In the 1970s, Enrique Lange had strong arguments with another of his sons, Martín, CIS rugby player and social volunteer. “My brother questioned his status as a sailor and leader of a multinational, two institutions he considered to be the guarantors of an unjust system that oppressed the poor,” explains Santiago Lange. One of Martín’s best friends, Alejandro Sackman, disappeared during the dictatorship. In those same years, Enrique Lange – director of Renault – had suffered a stroke. He was armed and in detention. Two policemen guarding his house were shot dead on May 13, 1976.

The medal at Rio 2016 was quite an achievement. (Credit: NA)

In the early 1980s, Santiago went to study in England. I was 19 and dreamed of sailing. But the nights in Southampton, where he lived, had become dangerous for him because he was Argentinian in the midst of the Falklands War. Cancer ended his father’s life. But for Santiago Lange, the memory has always weighed on him: “I needed my father’s approval,” he insists. And he dedicated his first sporting triumphs to him. They called him “the German Lange”: “A tribute to my father”. She also thought of him when she won her first Olympic medal.

What followed was settling in his sports career between money problems and with the management of Argentine sport. He began to compete with Camau Espínola and they formed a top notch duo. The short time he spent in Buenos Aires, and now divorced, he shared it with his children on a boat that served as a home. He could have been a politician but he preferred to continue sailing. Time proved him right.

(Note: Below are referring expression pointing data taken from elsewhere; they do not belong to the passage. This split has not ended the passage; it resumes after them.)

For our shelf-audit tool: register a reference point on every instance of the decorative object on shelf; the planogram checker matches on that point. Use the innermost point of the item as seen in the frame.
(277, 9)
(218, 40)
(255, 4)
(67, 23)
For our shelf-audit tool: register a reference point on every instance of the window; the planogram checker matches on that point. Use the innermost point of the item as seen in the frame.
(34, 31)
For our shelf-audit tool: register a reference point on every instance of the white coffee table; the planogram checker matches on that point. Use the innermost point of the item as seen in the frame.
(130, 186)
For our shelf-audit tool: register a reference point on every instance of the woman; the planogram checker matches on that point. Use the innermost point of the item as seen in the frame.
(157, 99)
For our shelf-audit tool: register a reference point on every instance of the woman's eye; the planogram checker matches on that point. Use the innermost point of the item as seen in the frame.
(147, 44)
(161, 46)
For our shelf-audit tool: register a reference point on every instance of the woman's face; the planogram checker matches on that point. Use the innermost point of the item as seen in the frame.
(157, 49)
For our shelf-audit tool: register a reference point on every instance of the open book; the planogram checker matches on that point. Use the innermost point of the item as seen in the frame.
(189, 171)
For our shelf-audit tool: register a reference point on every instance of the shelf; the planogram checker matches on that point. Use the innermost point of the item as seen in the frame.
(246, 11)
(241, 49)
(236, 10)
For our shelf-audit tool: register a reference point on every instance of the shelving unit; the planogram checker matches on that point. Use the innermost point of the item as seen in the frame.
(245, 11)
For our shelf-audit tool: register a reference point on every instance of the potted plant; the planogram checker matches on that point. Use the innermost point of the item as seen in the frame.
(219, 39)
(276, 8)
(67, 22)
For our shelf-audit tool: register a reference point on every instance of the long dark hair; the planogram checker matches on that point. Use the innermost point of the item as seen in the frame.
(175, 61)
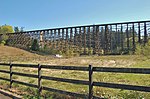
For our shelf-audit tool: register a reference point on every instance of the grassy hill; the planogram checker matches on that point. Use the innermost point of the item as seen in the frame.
(19, 55)
(7, 51)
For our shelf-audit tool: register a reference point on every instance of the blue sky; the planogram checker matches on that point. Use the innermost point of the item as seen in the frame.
(43, 14)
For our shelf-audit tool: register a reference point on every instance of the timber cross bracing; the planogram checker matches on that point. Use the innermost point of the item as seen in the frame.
(115, 38)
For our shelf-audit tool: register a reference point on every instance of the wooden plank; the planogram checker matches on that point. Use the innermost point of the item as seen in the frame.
(5, 64)
(4, 71)
(79, 68)
(66, 80)
(65, 92)
(1, 78)
(25, 65)
(26, 75)
(26, 84)
(122, 70)
(122, 86)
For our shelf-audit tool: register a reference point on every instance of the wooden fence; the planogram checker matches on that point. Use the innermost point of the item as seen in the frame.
(89, 83)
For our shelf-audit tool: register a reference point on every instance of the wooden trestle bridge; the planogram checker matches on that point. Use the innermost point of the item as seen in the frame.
(114, 38)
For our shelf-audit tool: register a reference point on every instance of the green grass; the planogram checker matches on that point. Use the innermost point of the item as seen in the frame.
(109, 61)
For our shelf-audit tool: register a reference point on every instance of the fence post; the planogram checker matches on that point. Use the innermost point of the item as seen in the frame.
(39, 79)
(90, 82)
(10, 74)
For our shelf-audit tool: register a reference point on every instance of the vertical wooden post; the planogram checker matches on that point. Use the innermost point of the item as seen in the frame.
(10, 74)
(39, 79)
(139, 33)
(84, 31)
(133, 39)
(93, 40)
(90, 82)
(127, 37)
(145, 33)
(122, 38)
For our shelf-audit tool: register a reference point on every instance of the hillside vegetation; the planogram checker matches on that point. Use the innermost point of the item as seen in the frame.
(22, 56)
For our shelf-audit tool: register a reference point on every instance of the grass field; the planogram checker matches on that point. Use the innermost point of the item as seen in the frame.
(100, 61)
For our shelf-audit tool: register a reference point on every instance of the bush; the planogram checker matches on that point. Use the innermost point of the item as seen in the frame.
(143, 50)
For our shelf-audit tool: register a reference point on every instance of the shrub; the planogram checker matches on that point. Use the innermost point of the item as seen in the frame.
(35, 45)
(143, 49)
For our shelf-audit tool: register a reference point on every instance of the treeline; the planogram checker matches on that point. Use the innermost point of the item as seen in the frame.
(4, 29)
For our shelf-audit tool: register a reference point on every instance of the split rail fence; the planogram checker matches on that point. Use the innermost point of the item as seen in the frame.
(89, 83)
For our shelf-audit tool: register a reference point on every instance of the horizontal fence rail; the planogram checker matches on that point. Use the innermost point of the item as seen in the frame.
(101, 39)
(90, 81)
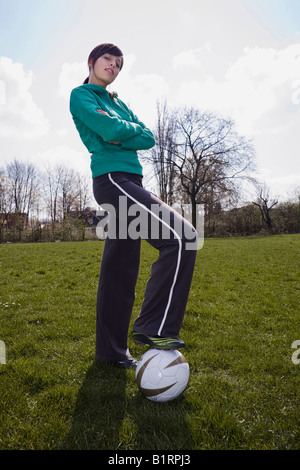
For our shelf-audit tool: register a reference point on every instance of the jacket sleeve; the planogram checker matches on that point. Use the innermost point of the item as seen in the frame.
(84, 107)
(143, 141)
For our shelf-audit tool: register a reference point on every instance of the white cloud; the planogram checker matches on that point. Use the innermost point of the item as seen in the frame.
(62, 155)
(19, 114)
(71, 76)
(257, 90)
(190, 58)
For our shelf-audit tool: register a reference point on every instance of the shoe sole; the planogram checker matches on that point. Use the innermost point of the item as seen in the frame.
(157, 343)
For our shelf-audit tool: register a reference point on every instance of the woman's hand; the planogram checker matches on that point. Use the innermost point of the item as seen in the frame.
(104, 112)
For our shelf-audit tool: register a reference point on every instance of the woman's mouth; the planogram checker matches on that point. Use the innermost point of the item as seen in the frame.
(110, 71)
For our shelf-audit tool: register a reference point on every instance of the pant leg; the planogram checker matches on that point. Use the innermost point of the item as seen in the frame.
(115, 298)
(168, 288)
(117, 280)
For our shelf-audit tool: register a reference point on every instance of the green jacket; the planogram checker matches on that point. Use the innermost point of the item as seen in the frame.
(97, 130)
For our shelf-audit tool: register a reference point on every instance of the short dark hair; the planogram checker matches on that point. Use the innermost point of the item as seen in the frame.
(102, 49)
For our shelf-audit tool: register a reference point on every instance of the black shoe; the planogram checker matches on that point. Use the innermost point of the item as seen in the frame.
(129, 363)
(157, 342)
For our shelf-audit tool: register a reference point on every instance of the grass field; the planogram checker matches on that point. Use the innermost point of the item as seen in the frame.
(242, 318)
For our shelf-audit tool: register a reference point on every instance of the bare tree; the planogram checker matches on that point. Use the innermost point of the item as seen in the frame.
(65, 191)
(265, 205)
(207, 156)
(23, 180)
(161, 154)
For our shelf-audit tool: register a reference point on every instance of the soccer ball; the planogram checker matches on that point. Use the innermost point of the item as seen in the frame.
(162, 375)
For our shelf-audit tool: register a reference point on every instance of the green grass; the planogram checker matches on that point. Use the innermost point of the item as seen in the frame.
(242, 318)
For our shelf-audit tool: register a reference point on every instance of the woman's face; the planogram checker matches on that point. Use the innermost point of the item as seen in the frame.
(105, 70)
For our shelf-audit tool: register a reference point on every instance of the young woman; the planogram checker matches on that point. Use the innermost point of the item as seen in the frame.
(113, 135)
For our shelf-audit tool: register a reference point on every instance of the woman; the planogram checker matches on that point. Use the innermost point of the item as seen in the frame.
(113, 135)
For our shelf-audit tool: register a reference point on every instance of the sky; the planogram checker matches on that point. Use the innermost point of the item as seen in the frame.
(237, 58)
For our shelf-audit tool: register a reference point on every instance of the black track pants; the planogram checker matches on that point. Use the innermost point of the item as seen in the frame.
(168, 287)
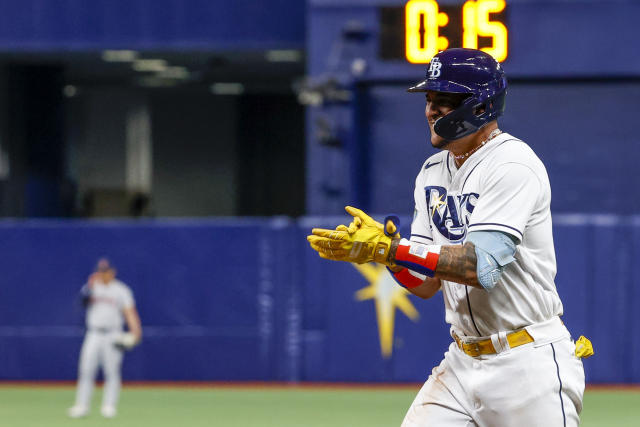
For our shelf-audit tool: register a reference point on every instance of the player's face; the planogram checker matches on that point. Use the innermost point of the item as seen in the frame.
(108, 275)
(440, 104)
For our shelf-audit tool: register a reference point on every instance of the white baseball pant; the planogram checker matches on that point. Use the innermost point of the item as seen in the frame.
(536, 384)
(98, 349)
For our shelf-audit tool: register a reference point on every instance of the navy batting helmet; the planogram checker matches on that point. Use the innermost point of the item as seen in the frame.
(466, 71)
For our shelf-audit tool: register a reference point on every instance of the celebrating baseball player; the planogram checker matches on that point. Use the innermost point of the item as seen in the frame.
(109, 303)
(482, 234)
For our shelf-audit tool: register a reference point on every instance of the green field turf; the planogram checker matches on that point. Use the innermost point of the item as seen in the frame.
(30, 406)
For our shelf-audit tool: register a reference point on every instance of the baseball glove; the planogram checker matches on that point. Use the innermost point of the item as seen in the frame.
(364, 240)
(126, 341)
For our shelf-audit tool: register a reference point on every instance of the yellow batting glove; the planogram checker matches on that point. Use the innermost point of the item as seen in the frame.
(363, 241)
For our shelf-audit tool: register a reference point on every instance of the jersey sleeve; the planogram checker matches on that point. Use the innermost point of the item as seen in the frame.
(420, 229)
(507, 199)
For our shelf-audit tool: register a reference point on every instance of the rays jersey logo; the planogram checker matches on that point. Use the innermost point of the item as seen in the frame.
(450, 212)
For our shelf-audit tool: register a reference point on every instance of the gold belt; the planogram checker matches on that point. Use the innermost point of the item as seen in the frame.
(475, 349)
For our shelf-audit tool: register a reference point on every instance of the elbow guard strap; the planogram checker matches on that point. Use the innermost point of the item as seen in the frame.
(407, 278)
(418, 257)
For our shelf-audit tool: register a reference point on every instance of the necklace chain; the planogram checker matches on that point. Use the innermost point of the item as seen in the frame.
(492, 135)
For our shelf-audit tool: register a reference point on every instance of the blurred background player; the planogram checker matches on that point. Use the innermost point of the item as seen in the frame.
(109, 303)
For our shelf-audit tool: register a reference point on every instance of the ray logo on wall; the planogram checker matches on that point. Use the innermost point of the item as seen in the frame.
(387, 296)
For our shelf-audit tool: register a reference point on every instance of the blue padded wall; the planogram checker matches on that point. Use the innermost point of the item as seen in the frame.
(248, 300)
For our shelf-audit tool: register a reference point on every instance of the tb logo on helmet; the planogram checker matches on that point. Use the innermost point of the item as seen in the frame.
(434, 68)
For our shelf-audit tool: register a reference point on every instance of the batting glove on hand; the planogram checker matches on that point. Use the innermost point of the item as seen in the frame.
(126, 341)
(364, 240)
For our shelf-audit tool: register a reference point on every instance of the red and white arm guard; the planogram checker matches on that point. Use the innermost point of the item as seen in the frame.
(407, 278)
(416, 258)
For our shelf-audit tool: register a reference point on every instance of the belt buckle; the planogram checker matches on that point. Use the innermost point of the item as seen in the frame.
(474, 349)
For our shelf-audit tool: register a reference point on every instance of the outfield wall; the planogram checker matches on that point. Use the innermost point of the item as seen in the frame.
(248, 300)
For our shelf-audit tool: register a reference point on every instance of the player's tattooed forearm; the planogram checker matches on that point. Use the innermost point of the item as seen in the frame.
(458, 264)
(392, 254)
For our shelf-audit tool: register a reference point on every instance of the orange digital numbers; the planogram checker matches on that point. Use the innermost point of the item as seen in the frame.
(423, 20)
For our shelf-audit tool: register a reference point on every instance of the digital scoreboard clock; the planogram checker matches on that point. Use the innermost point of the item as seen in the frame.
(423, 28)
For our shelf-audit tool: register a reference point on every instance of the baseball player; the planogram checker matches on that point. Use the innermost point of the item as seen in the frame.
(482, 235)
(109, 303)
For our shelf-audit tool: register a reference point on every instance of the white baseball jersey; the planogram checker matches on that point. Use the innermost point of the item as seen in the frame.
(503, 186)
(106, 304)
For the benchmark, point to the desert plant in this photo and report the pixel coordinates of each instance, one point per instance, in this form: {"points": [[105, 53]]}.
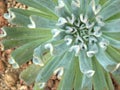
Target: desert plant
{"points": [[76, 40]]}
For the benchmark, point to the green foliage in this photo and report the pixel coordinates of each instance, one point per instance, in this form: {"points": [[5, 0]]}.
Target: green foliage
{"points": [[76, 40]]}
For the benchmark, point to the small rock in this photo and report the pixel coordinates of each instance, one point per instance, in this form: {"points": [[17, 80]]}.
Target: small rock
{"points": [[50, 83], [23, 87], [10, 78], [2, 67]]}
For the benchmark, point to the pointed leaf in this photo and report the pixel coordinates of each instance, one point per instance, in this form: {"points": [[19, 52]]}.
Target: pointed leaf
{"points": [[40, 22], [109, 81], [24, 53], [38, 6], [48, 69], [99, 81], [86, 83], [107, 62], [85, 64]]}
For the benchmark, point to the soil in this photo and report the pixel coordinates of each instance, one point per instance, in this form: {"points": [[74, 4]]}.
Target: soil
{"points": [[9, 77]]}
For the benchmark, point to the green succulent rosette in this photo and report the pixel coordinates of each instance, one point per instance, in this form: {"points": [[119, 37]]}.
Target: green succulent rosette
{"points": [[76, 40]]}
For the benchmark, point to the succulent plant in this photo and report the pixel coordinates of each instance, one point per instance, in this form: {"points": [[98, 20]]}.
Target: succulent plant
{"points": [[76, 40]]}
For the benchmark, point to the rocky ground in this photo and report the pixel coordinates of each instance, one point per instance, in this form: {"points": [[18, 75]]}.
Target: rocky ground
{"points": [[9, 77]]}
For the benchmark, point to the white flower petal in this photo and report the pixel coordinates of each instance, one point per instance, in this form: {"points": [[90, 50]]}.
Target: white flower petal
{"points": [[61, 21], [49, 46], [75, 48], [59, 72]]}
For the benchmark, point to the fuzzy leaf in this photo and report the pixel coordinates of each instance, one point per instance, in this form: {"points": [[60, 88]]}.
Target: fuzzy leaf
{"points": [[29, 74], [99, 81], [17, 36], [85, 64], [67, 80], [111, 9], [78, 77], [113, 53], [24, 53], [113, 42], [48, 69], [38, 6], [108, 63], [40, 22], [112, 26], [109, 81], [113, 35], [86, 83]]}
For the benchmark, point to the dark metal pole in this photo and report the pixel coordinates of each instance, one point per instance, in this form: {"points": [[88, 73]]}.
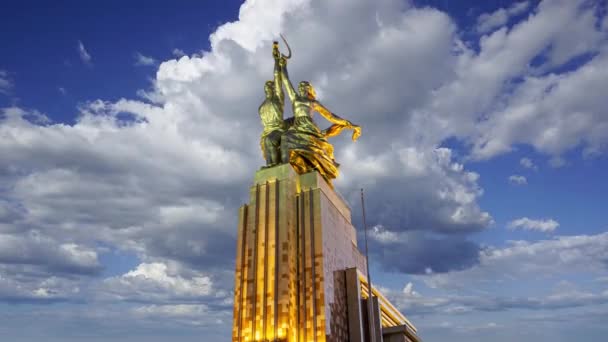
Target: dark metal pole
{"points": [[370, 311]]}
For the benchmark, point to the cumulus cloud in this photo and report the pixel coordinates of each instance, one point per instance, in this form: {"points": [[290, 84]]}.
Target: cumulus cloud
{"points": [[85, 57], [157, 282], [510, 92], [141, 60], [550, 258], [518, 180], [178, 52], [163, 179], [527, 163], [546, 225], [416, 304], [489, 21]]}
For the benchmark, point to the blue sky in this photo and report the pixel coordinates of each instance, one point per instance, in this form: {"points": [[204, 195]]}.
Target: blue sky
{"points": [[129, 137]]}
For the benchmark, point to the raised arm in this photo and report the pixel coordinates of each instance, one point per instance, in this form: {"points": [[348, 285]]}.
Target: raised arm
{"points": [[327, 114], [338, 123], [291, 92], [278, 86]]}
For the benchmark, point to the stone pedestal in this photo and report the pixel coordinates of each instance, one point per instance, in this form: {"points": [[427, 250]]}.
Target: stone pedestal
{"points": [[295, 242], [294, 233]]}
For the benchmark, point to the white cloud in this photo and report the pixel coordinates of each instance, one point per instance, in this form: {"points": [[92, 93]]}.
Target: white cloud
{"points": [[527, 163], [489, 21], [518, 180], [546, 259], [157, 282], [6, 85], [178, 52], [510, 92], [141, 60], [546, 225], [163, 181], [85, 57]]}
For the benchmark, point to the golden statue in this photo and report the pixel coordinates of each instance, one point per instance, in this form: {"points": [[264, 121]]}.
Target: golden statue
{"points": [[271, 114], [302, 143]]}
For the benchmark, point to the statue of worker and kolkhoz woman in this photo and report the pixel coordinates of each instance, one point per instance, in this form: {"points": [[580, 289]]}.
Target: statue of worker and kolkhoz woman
{"points": [[298, 140]]}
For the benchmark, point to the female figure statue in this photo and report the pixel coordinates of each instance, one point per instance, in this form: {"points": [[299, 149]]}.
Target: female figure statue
{"points": [[304, 145]]}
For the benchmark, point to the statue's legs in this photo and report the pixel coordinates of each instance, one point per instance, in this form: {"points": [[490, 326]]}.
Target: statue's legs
{"points": [[272, 144]]}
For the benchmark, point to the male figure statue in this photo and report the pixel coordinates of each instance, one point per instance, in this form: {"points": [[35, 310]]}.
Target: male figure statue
{"points": [[271, 114]]}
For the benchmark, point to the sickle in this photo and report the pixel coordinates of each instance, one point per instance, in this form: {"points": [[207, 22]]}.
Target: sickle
{"points": [[288, 48]]}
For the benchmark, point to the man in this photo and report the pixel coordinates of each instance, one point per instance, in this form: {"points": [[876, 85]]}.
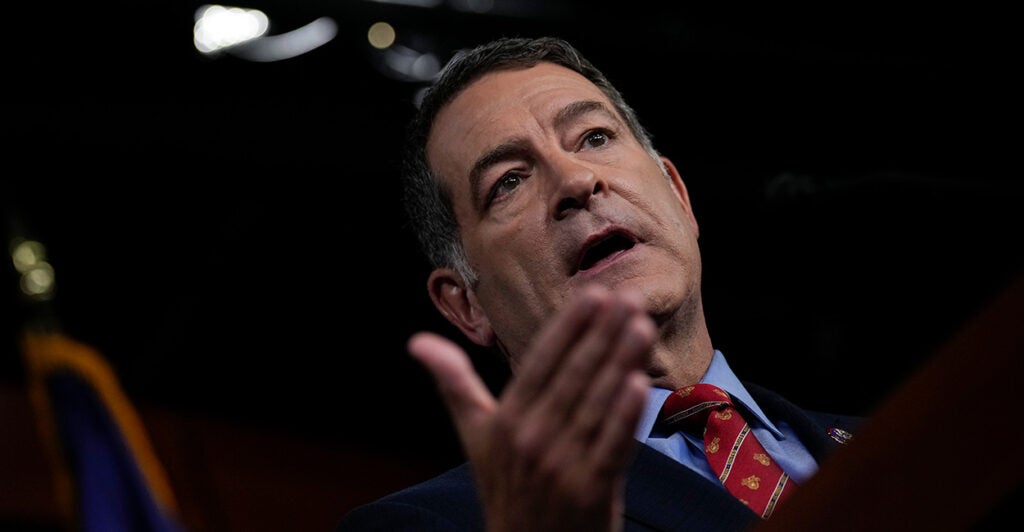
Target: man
{"points": [[562, 238]]}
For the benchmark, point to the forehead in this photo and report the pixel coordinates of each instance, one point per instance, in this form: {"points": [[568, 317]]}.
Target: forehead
{"points": [[502, 105]]}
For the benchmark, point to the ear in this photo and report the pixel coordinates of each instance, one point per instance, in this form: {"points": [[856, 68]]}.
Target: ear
{"points": [[680, 188], [459, 304]]}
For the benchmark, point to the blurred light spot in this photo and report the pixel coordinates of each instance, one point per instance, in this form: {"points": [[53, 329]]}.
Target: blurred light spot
{"points": [[219, 27], [381, 35], [38, 280], [409, 64], [290, 44], [27, 254]]}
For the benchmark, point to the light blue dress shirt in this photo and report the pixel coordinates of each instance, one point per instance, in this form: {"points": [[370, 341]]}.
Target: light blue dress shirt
{"points": [[778, 439]]}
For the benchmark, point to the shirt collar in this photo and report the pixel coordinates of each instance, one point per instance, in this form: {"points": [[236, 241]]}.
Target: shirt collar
{"points": [[720, 374]]}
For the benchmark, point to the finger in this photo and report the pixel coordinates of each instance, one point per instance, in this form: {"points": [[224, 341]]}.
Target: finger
{"points": [[591, 356], [551, 346], [464, 393], [631, 351], [612, 449]]}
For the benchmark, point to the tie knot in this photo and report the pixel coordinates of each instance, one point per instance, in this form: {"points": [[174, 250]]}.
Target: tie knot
{"points": [[688, 407]]}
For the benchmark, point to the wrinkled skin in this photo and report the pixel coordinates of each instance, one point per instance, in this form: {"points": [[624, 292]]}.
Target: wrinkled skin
{"points": [[589, 268]]}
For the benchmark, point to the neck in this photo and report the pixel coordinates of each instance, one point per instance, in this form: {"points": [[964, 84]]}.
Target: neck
{"points": [[682, 353]]}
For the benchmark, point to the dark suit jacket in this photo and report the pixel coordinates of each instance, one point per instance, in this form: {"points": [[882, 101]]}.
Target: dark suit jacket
{"points": [[660, 493]]}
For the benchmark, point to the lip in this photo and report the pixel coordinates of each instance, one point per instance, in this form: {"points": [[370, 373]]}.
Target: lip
{"points": [[596, 239]]}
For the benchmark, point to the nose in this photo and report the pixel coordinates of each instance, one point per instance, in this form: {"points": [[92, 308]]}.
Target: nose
{"points": [[576, 184]]}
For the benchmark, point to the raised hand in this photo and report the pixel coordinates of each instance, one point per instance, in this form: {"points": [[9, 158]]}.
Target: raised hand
{"points": [[551, 453]]}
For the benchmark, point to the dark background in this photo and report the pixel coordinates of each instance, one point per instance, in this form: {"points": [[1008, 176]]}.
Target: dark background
{"points": [[228, 233]]}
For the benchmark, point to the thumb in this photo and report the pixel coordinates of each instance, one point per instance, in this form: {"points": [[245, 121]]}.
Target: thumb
{"points": [[467, 398]]}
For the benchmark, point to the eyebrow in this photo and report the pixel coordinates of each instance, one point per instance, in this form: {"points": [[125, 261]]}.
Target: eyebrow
{"points": [[517, 146]]}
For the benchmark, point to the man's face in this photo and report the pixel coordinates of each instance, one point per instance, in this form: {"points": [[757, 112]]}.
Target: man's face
{"points": [[552, 192]]}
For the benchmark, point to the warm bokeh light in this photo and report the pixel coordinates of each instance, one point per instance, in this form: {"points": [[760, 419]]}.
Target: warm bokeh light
{"points": [[381, 35]]}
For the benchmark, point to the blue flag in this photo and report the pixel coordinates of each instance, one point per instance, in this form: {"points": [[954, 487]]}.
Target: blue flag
{"points": [[108, 476]]}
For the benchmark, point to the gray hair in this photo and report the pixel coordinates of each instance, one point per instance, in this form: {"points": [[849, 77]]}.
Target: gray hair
{"points": [[427, 200]]}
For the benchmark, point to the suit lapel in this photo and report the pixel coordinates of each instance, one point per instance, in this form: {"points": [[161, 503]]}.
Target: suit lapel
{"points": [[664, 494]]}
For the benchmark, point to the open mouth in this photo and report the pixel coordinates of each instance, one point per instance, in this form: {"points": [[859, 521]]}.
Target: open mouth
{"points": [[608, 246]]}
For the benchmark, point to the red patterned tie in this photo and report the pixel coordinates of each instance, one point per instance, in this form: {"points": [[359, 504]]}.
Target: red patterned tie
{"points": [[741, 463]]}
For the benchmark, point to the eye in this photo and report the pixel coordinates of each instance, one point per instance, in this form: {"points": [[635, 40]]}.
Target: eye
{"points": [[506, 184], [597, 137]]}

The Olympic awards ceremony in Rio. (Credit: NA)

So much so that, already a veteran of common sport, he has set the Rio Games as his goal. Coaches and friends cheered him on: “They told me it was ridiculous to go back to the Olympics at this point in my life.” But it continued. His passion for sport did not stop despite his age. He even competed in Europe with Carranza and with two of his sons. “A 27-year-old woman, two young people of 19 and 26 and me, with my 52 years”, quips in Wind.

“I have always liked to analyze victories with the same rigor as defeats. If one does not have vertigo in front of the result, the success can leave invaluable lessons “he said to Cassese. Among these triumphs, the one he achieved against cancer counts.

“Everything is recorded but never takes stock. And now comes the obligation of balance ”, he writes. Franz Kafka Hermann Kafka, his father. He reads in his hard and classic Letter to father. Part of this is in Wind.